The paper discusses the challenges and environmental control strategies for the Hannover VLBAI, a long baseline atom interferometer designed for ultra-precise gravity measurements to test fundamental physics.

Contribution

It provides an analysis of magnetic and gravitational environment control in VLBAI, achieving sub-10 nm/s² measurement uncertainty for fundamental physics experiments.

Findings

Residual magnetic field gradients cause minimal bias acceleration.
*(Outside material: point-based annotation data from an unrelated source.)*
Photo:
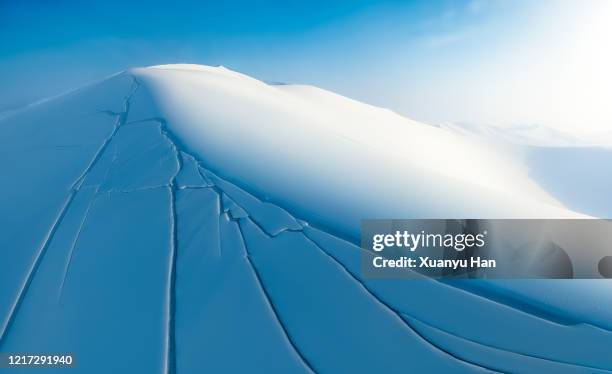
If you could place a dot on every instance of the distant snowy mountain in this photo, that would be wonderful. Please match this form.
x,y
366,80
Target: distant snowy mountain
x,y
187,219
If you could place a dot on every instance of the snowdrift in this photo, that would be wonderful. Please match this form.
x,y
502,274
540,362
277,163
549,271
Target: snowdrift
x,y
188,219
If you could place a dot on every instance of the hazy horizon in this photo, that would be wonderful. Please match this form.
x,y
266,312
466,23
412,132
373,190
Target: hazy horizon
x,y
494,62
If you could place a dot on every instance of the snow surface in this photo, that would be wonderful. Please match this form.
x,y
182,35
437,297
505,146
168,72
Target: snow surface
x,y
193,219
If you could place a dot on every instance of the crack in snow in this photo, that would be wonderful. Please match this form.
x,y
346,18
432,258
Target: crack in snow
x,y
269,301
74,188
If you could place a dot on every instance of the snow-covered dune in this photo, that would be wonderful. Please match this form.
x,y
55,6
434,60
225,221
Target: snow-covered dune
x,y
186,219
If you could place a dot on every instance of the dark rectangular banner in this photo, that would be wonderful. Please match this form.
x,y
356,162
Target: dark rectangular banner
x,y
487,248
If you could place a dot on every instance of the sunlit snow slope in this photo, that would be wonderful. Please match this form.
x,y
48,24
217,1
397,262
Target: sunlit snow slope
x,y
190,219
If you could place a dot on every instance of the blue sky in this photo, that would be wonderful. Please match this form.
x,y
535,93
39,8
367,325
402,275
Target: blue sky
x,y
435,61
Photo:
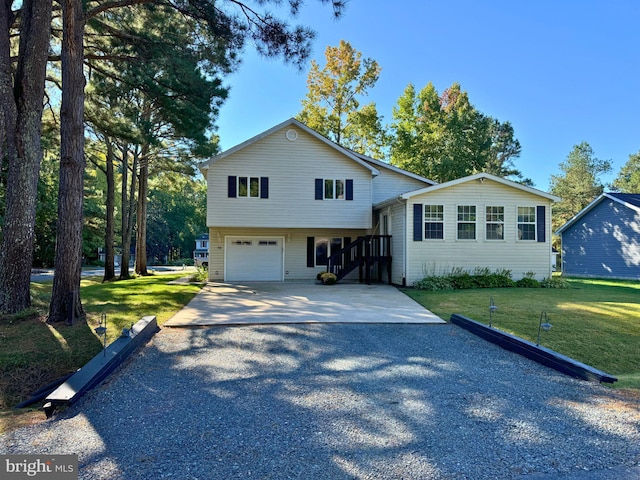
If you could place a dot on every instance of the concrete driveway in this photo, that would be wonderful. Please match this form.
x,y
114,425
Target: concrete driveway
x,y
305,302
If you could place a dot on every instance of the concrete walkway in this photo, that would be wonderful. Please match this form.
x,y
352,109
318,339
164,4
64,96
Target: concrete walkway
x,y
285,302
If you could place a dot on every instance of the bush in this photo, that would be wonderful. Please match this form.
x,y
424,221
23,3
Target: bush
x,y
528,282
555,283
459,279
328,278
202,275
434,283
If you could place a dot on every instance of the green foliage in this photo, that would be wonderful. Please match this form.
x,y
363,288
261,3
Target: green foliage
x,y
444,137
434,283
579,184
527,282
458,279
332,104
328,278
628,179
555,282
202,275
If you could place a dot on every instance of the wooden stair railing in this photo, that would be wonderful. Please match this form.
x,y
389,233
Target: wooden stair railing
x,y
364,253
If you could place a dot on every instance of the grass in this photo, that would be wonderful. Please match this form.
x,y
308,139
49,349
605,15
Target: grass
x,y
596,321
34,353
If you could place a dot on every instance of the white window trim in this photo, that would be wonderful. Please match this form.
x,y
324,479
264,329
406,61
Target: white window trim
x,y
458,222
248,177
334,180
487,222
424,222
534,223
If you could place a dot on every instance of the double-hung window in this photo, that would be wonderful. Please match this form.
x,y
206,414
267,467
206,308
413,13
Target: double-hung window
x,y
434,222
527,223
466,222
249,187
333,189
495,223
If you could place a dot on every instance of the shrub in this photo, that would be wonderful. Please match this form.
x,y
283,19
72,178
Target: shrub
x,y
202,275
464,282
555,283
434,283
328,278
527,282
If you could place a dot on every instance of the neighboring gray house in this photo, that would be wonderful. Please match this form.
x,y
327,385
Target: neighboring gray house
x,y
603,240
288,202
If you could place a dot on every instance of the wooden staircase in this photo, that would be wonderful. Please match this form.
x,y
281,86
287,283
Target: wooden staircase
x,y
364,253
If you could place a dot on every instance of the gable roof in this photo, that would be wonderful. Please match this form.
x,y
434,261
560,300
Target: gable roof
x,y
629,200
481,177
287,123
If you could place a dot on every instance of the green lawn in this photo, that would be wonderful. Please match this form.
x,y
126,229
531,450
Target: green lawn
x,y
596,321
33,353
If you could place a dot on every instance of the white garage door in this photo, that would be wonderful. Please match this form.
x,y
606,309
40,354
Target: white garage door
x,y
254,258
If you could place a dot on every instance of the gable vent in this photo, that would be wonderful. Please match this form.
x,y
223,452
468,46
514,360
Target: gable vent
x,y
291,135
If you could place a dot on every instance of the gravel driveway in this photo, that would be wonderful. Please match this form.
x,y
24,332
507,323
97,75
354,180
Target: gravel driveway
x,y
340,402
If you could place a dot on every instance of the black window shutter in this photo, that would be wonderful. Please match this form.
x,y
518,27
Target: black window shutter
x,y
541,223
311,252
319,189
417,222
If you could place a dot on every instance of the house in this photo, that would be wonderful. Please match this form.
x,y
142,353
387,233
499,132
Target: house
x,y
289,203
603,239
201,253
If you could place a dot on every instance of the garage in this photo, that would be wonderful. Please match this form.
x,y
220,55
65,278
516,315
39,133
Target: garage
x,y
254,259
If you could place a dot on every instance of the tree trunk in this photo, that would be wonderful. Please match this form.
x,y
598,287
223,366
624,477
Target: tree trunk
x,y
109,236
21,105
128,210
65,297
141,238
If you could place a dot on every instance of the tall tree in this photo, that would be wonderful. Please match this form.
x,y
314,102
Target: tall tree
x,y
229,22
21,105
65,295
579,184
444,137
628,179
332,104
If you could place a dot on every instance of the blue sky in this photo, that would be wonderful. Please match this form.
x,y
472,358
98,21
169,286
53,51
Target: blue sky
x,y
561,72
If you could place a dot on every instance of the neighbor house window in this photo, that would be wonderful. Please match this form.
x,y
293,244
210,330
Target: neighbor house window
x,y
466,222
495,223
325,247
434,222
527,223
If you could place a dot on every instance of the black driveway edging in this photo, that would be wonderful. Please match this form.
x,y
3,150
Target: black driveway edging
x,y
101,365
540,354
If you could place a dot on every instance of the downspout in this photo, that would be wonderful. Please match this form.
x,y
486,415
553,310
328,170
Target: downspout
x,y
406,242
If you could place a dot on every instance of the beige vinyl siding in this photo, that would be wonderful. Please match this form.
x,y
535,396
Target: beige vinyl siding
x,y
390,184
295,248
292,167
430,257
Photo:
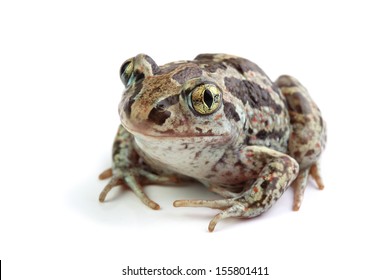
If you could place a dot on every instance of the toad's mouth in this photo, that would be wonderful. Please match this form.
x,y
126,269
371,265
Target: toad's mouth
x,y
152,135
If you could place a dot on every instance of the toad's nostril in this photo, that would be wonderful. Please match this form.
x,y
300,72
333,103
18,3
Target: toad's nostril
x,y
158,116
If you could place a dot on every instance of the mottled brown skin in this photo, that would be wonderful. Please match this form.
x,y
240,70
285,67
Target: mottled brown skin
x,y
220,120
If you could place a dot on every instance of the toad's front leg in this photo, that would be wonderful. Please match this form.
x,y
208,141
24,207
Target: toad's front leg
x,y
277,173
129,170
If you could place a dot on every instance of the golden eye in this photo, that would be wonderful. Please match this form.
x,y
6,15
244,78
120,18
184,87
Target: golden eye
x,y
206,99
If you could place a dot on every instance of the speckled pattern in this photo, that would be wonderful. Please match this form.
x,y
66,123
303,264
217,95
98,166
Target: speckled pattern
x,y
220,120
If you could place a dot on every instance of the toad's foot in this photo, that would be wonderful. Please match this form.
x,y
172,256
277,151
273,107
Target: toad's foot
x,y
230,207
133,178
300,183
274,178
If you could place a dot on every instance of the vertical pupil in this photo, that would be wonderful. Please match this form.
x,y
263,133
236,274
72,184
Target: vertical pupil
x,y
208,98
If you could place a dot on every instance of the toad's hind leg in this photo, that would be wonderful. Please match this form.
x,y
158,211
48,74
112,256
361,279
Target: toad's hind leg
x,y
308,136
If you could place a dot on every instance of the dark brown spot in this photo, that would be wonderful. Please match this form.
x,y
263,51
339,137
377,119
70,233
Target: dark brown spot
x,y
167,102
214,66
127,106
168,68
250,92
205,56
158,116
243,65
310,152
155,68
265,184
272,134
262,134
186,74
230,111
297,154
197,154
297,102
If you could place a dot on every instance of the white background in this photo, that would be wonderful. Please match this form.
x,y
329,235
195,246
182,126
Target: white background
x,y
60,88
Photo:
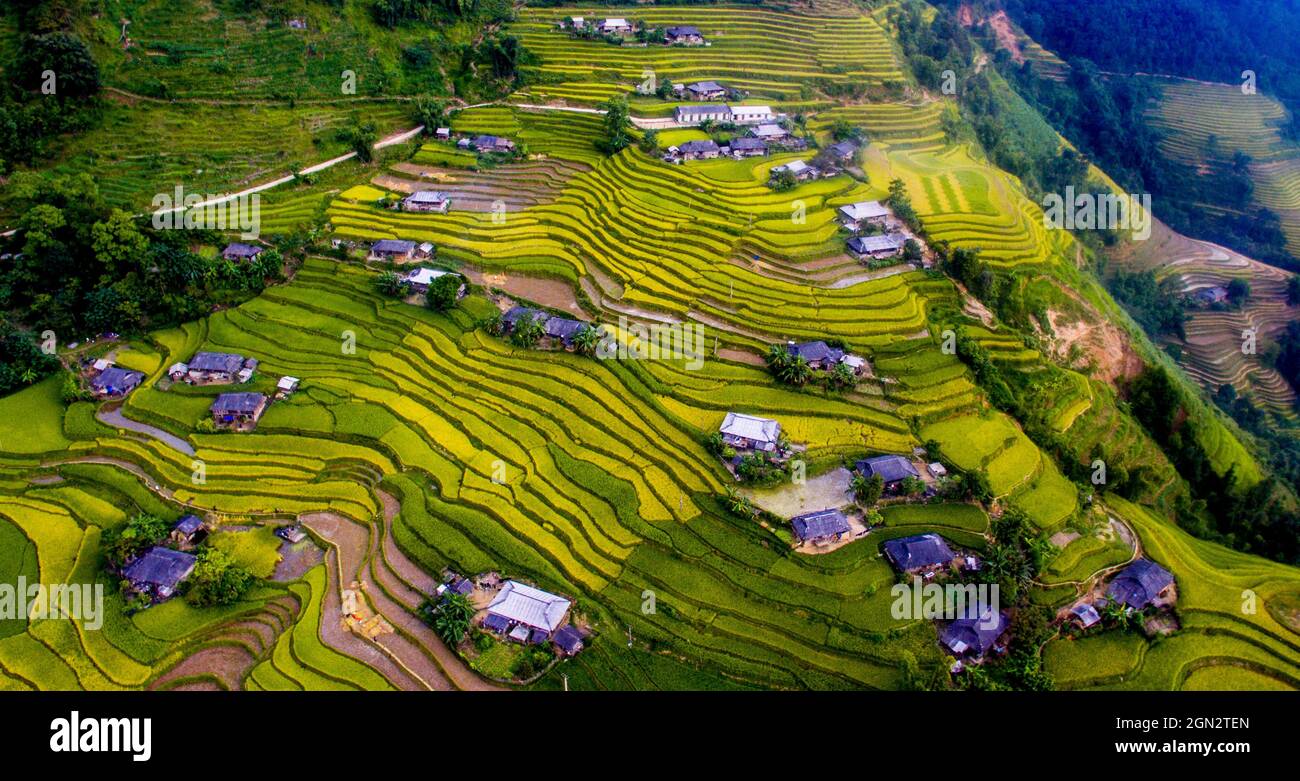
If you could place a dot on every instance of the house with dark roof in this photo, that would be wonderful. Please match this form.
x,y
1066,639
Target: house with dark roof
x,y
427,200
706,91
818,355
698,150
820,526
492,143
238,411
524,606
843,150
1084,615
560,330
684,34
878,246
917,552
115,382
568,640
694,115
749,147
213,368
393,250
237,251
1140,585
975,632
1212,295
189,532
892,469
159,572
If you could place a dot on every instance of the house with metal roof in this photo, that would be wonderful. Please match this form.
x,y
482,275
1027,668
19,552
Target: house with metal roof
x,y
159,572
189,530
563,330
749,147
820,526
238,251
568,640
921,551
521,604
393,250
770,131
865,212
685,34
1084,615
215,368
698,150
892,469
749,432
975,632
1140,585
238,411
115,382
706,91
427,200
694,115
878,246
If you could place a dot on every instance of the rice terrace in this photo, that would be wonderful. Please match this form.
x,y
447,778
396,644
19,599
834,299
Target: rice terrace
x,y
622,347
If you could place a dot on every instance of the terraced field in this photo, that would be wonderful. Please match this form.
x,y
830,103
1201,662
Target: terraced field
x,y
436,445
762,51
1221,632
1207,124
1212,352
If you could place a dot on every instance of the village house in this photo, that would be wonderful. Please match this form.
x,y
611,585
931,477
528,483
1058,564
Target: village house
x,y
393,250
568,640
843,151
1084,615
115,382
876,247
823,358
770,131
615,26
239,252
752,115
427,200
1142,584
159,572
538,612
919,552
706,91
801,170
746,432
238,411
419,280
694,115
1212,295
820,528
866,212
698,150
892,469
975,632
560,332
492,143
684,34
748,147
189,532
215,368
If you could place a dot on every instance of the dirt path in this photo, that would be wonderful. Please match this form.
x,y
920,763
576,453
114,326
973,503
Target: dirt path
x,y
115,417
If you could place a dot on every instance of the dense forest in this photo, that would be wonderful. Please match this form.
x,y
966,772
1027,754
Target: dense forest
x,y
1204,39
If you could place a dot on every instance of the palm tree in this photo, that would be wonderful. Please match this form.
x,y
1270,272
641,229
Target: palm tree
x,y
588,339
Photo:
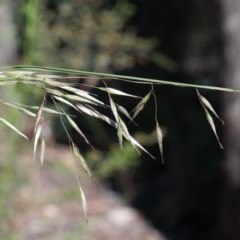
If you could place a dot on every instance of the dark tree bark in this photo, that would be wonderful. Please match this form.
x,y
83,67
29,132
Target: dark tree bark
x,y
230,218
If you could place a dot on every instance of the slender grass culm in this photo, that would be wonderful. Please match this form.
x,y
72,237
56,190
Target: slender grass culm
x,y
63,88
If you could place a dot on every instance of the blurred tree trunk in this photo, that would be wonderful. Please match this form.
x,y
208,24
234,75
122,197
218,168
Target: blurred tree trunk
x,y
230,218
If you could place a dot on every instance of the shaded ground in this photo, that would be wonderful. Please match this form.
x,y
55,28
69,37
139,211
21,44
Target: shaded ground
x,y
41,204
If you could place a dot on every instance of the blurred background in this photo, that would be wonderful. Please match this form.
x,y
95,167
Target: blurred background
x,y
195,194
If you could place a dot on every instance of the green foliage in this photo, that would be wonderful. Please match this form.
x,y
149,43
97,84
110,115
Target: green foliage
x,y
84,35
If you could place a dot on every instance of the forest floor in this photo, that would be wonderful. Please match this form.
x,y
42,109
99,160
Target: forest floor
x,y
44,203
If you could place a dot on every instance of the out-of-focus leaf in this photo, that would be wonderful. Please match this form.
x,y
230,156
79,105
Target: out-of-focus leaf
x,y
82,161
96,114
8,124
74,125
20,109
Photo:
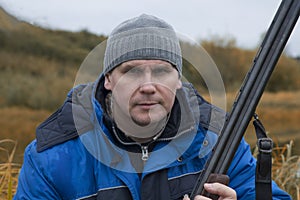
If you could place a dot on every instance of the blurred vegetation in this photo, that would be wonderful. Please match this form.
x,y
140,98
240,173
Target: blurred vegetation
x,y
38,66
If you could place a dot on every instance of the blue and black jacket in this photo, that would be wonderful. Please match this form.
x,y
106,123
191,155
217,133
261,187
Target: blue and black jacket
x,y
80,154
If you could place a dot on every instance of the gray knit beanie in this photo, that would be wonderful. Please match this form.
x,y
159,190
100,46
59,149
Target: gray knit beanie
x,y
144,37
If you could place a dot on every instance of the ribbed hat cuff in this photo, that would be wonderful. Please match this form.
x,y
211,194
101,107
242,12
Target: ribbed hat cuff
x,y
143,43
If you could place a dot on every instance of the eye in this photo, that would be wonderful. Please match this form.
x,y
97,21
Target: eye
x,y
161,70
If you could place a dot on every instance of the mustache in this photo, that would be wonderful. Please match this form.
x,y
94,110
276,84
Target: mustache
x,y
146,100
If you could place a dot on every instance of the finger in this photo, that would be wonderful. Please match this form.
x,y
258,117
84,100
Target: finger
x,y
220,189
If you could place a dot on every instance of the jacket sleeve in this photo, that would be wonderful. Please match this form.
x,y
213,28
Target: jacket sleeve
x,y
242,175
32,182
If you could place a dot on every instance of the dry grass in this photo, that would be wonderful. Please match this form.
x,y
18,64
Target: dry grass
x,y
9,170
286,169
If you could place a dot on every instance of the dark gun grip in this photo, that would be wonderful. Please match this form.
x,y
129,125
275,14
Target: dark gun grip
x,y
213,178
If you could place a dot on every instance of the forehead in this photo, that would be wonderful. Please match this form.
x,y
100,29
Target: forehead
x,y
134,63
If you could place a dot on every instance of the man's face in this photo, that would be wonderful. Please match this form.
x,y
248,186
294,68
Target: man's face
x,y
143,90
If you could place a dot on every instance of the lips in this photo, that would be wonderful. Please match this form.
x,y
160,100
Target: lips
x,y
147,105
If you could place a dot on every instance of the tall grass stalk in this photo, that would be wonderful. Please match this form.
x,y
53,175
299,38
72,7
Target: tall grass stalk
x,y
9,170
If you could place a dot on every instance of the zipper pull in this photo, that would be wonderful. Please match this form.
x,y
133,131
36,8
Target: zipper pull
x,y
145,155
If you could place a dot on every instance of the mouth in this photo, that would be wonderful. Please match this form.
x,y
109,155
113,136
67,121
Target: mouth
x,y
147,105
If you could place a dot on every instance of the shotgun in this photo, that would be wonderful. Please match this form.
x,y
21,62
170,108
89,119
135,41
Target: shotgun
x,y
250,93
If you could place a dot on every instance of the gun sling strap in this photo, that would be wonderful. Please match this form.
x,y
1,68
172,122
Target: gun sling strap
x,y
263,177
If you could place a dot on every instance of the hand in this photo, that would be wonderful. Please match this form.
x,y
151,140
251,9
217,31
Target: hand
x,y
224,192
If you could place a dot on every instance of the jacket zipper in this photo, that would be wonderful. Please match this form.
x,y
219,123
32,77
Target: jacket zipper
x,y
145,153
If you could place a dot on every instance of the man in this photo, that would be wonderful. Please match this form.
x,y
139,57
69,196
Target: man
x,y
138,132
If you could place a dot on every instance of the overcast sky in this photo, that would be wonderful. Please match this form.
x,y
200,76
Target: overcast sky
x,y
245,21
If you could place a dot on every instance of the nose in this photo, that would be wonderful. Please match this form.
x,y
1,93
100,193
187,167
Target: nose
x,y
148,88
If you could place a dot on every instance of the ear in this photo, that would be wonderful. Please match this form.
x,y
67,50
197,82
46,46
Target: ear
x,y
107,82
179,84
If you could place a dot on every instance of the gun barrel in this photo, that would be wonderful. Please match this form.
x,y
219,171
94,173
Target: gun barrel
x,y
250,92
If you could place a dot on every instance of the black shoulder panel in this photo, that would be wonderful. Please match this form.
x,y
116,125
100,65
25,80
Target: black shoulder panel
x,y
61,126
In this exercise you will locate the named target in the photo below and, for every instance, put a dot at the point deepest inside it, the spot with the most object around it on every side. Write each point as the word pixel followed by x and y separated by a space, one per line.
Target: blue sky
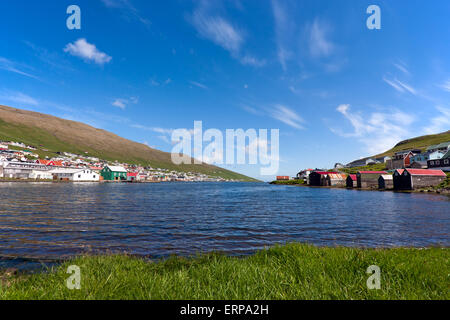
pixel 336 90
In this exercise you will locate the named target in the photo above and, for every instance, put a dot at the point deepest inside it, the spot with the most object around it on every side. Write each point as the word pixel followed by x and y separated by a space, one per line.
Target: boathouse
pixel 318 178
pixel 397 178
pixel 351 181
pixel 368 179
pixel 335 180
pixel 386 182
pixel 114 173
pixel 412 179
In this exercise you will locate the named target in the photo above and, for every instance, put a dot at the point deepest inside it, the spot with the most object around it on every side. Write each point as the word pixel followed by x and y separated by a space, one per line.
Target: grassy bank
pixel 289 182
pixel 293 271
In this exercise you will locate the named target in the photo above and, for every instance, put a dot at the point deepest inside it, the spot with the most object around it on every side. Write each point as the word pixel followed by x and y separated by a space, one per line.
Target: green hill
pixel 51 134
pixel 418 143
pixel 422 143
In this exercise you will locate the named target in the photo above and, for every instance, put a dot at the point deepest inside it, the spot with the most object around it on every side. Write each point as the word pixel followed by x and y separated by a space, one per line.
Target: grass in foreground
pixel 289 182
pixel 294 271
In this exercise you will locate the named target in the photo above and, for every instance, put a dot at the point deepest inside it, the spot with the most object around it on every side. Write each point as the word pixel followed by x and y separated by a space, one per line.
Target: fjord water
pixel 53 221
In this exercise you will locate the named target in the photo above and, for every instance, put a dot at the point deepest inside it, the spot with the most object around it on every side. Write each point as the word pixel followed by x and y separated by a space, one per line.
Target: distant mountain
pixel 52 134
pixel 421 143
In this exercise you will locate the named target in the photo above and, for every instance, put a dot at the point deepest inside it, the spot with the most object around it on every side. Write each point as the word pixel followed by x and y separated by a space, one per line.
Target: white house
pixel 436 155
pixel 41 175
pixel 80 174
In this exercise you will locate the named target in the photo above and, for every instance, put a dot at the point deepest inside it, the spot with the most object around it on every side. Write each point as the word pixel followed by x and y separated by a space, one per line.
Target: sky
pixel 336 90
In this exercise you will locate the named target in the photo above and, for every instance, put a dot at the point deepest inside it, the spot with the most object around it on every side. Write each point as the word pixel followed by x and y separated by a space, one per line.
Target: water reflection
pixel 53 221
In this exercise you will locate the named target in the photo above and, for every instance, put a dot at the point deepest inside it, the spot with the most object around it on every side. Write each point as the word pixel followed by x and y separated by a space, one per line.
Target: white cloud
pixel 319 45
pixel 120 103
pixel 377 131
pixel 287 116
pixel 439 123
pixel 218 30
pixel 222 32
pixel 198 84
pixel 284 26
pixel 127 9
pixel 18 97
pixel 402 67
pixel 252 61
pixel 89 52
pixel 11 66
pixel 400 86
pixel 156 83
pixel 123 103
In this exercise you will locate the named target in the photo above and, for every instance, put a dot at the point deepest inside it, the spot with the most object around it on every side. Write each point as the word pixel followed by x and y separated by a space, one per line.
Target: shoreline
pixel 428 191
pixel 291 271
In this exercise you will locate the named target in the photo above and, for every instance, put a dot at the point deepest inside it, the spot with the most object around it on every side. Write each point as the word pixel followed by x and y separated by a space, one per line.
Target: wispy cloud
pixel 18 97
pixel 216 28
pixel 128 10
pixel 123 103
pixel 11 66
pixel 319 44
pixel 378 131
pixel 402 67
pixel 88 52
pixel 284 26
pixel 400 86
pixel 53 59
pixel 440 123
pixel 287 116
pixel 198 84
pixel 156 83
pixel 249 60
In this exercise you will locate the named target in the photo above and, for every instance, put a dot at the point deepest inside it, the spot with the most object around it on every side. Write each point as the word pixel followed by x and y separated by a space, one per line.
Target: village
pixel 407 170
pixel 20 162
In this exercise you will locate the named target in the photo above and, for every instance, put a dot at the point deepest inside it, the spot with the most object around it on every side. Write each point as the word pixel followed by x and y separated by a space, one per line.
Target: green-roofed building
pixel 444 147
pixel 441 164
pixel 114 173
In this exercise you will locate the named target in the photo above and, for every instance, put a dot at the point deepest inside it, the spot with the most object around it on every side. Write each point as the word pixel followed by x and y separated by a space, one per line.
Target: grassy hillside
pixel 421 143
pixel 418 143
pixel 294 271
pixel 55 134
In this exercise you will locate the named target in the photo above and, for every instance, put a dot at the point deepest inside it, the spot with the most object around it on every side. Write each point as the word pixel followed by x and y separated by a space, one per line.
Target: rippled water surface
pixel 53 221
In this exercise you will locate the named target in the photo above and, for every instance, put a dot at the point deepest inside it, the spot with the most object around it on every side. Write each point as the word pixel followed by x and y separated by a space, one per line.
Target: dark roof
pixel 426 172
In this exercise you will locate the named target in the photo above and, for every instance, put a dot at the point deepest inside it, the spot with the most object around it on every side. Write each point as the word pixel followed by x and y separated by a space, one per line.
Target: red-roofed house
pixel 319 178
pixel 45 162
pixel 368 179
pixel 411 179
pixel 132 176
pixel 352 181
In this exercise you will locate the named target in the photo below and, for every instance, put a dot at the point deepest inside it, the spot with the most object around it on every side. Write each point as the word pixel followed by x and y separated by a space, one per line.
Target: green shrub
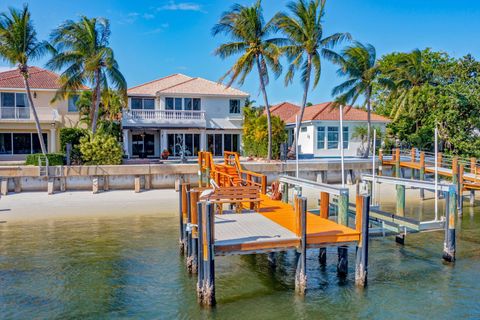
pixel 100 149
pixel 54 159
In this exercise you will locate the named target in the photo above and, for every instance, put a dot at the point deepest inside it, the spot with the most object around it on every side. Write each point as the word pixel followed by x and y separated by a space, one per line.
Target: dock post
pixel 342 264
pixel 194 195
pixel 208 257
pixel 200 247
pixel 301 274
pixel 285 192
pixel 422 173
pixel 362 218
pixel 449 244
pixel 188 233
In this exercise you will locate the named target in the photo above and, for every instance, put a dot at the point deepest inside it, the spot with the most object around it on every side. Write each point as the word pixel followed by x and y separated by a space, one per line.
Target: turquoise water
pixel 131 268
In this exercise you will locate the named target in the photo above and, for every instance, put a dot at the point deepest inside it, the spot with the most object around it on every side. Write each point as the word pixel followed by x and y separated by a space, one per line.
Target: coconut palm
pixel 82 49
pixel 306 45
pixel 18 46
pixel 251 40
pixel 359 64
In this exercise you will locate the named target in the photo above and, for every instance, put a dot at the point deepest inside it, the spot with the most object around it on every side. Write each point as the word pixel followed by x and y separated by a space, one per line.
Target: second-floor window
pixel 11 100
pixel 142 103
pixel 235 106
pixel 72 103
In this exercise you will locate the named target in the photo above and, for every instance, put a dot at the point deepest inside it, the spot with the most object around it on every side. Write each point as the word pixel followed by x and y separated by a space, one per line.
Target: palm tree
pixel 19 45
pixel 306 44
pixel 82 48
pixel 359 64
pixel 251 39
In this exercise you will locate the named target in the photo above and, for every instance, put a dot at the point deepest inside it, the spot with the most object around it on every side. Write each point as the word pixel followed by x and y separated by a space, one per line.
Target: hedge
pixel 54 159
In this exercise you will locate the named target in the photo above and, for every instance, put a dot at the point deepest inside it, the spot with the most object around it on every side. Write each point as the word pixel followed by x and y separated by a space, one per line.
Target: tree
pixel 82 49
pixel 251 40
pixel 19 45
pixel 305 44
pixel 359 64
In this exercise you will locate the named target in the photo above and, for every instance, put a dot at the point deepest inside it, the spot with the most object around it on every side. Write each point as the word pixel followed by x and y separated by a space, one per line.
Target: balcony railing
pixel 165 115
pixel 14 113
Gravity gradient effects are evaluated to be within a few nanometers per second squared.

The model enables VLBAI to serve as a calibration reference with high accuracy.

Abstract

By utilizing the quadratic dependency of the interferometry phase on time, the Hannover Very Long Baseline Atom Interferometer facility (VLBAI) aims for sub nm/s$^2$ gravity measurement sensitivity. With its 10 m vertical baseline, VLBAI offers promising prospects in testing fundamental physics at the interface between quantum mechanics and general relativity. Here we discuss the challenges imposed on controlling VLBAI's magnetic and gravitational environment and report on their effect on the device's accuracy. Within the inner 8 m of the magnetic shield, residual magnetic field gradients expect to cause a bias acceleration of only 6$\times$10$^{-14}$ m/s$^2$ while we evaluate the bias shift due to the facility's non-linear gravity gradient to 2.6 nm/s$^2$. The model allows the VLBAI facility to be a reference to other mobile devices for calibration purposes with an uncertainty below the 10 nm/s$^2$ level.